The front-end UI knows that the job is complete because it will be marked as processed in the jobqueue.
h2. Building the Scheduler
The scheduler consists of 5 source files:
* clients.c: Handles client communications.
* dbq.c: Contains ALL DB accesses. If the function touches the DB, then it is here. MSQ results are managed here too.
* hosts.c: Functions for managing host-based spawning.

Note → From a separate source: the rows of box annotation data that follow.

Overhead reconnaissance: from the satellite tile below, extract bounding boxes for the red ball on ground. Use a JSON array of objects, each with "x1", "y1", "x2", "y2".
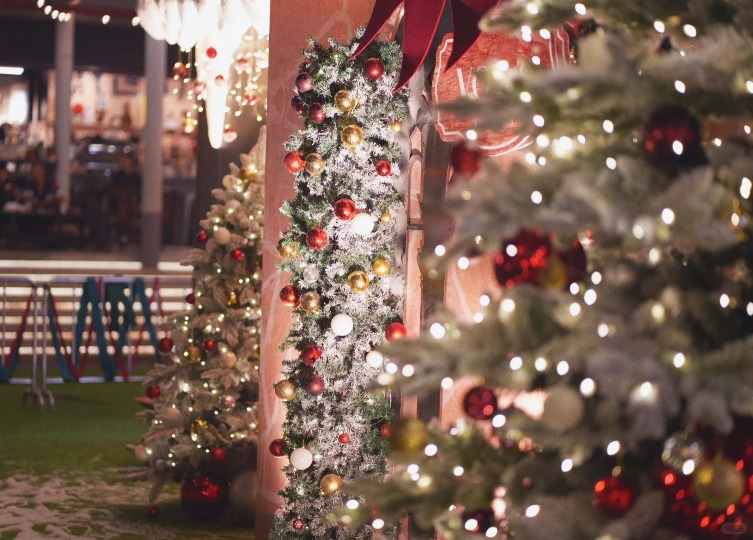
[
  {"x1": 450, "y1": 141, "x2": 481, "y2": 177},
  {"x1": 594, "y1": 476, "x2": 635, "y2": 514},
  {"x1": 363, "y1": 58, "x2": 384, "y2": 81},
  {"x1": 306, "y1": 227, "x2": 328, "y2": 249},
  {"x1": 146, "y1": 386, "x2": 162, "y2": 399},
  {"x1": 463, "y1": 386, "x2": 497, "y2": 420},
  {"x1": 180, "y1": 474, "x2": 230, "y2": 521},
  {"x1": 301, "y1": 343, "x2": 323, "y2": 366},
  {"x1": 280, "y1": 285, "x2": 301, "y2": 307},
  {"x1": 157, "y1": 337, "x2": 174, "y2": 354},
  {"x1": 384, "y1": 322, "x2": 408, "y2": 341},
  {"x1": 308, "y1": 103, "x2": 327, "y2": 124},
  {"x1": 269, "y1": 439, "x2": 285, "y2": 457},
  {"x1": 376, "y1": 159, "x2": 392, "y2": 176},
  {"x1": 335, "y1": 198, "x2": 356, "y2": 221}
]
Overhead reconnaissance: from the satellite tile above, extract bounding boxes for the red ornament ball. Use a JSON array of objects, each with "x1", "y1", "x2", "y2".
[
  {"x1": 594, "y1": 476, "x2": 635, "y2": 514},
  {"x1": 280, "y1": 285, "x2": 301, "y2": 307},
  {"x1": 295, "y1": 71, "x2": 314, "y2": 94},
  {"x1": 301, "y1": 343, "x2": 323, "y2": 366},
  {"x1": 641, "y1": 105, "x2": 706, "y2": 172},
  {"x1": 363, "y1": 58, "x2": 384, "y2": 81},
  {"x1": 463, "y1": 386, "x2": 497, "y2": 420},
  {"x1": 290, "y1": 96, "x2": 306, "y2": 114},
  {"x1": 308, "y1": 103, "x2": 327, "y2": 124},
  {"x1": 450, "y1": 141, "x2": 481, "y2": 177},
  {"x1": 285, "y1": 150, "x2": 306, "y2": 174},
  {"x1": 335, "y1": 199, "x2": 356, "y2": 221},
  {"x1": 494, "y1": 229, "x2": 552, "y2": 287},
  {"x1": 180, "y1": 474, "x2": 230, "y2": 521},
  {"x1": 269, "y1": 439, "x2": 285, "y2": 457},
  {"x1": 146, "y1": 386, "x2": 162, "y2": 399},
  {"x1": 306, "y1": 375, "x2": 324, "y2": 396},
  {"x1": 306, "y1": 227, "x2": 328, "y2": 249},
  {"x1": 384, "y1": 322, "x2": 408, "y2": 341},
  {"x1": 376, "y1": 159, "x2": 392, "y2": 176},
  {"x1": 157, "y1": 337, "x2": 174, "y2": 354}
]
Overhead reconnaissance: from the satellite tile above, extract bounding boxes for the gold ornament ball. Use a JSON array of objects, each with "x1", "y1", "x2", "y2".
[
  {"x1": 303, "y1": 152, "x2": 325, "y2": 176},
  {"x1": 335, "y1": 89, "x2": 356, "y2": 112},
  {"x1": 693, "y1": 456, "x2": 745, "y2": 511},
  {"x1": 186, "y1": 345, "x2": 201, "y2": 364},
  {"x1": 340, "y1": 124, "x2": 363, "y2": 148},
  {"x1": 390, "y1": 418, "x2": 429, "y2": 454},
  {"x1": 319, "y1": 473, "x2": 343, "y2": 495},
  {"x1": 371, "y1": 259, "x2": 392, "y2": 276},
  {"x1": 275, "y1": 379, "x2": 298, "y2": 401},
  {"x1": 277, "y1": 240, "x2": 300, "y2": 259},
  {"x1": 301, "y1": 291, "x2": 322, "y2": 313},
  {"x1": 348, "y1": 270, "x2": 369, "y2": 292}
]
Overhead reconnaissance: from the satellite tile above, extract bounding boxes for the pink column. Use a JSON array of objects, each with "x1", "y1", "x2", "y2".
[{"x1": 256, "y1": 0, "x2": 373, "y2": 540}]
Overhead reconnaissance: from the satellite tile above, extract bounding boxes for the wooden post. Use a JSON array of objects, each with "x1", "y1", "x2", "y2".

This keeps track of the number of spawns per host and whether new spawns are permitted.
* sockets.c: The read() and select() functions for communicating with an agent over stdin/stdout.
* spawn.c: Functions for spawning processes and handling signals.
* scheduler.c: The main file -- handles configuration and the infinite control loop.
To build the scheduler, use the Makefile.
make clean # remove all compiled files (clean slate for a new build)
make # build the scheduler
sudo make install # install it to /usr/local/fossology/agents/
The make command should build without any errors or warnings (a clean make).
NOTE: If you make any changes to the state machine labels (the ST_* definitions in spawn.h) then you *must* use 'make clean' before 'make'. (Someday we might introduce a 'make depends' file so code is compiled when all dependencies change.)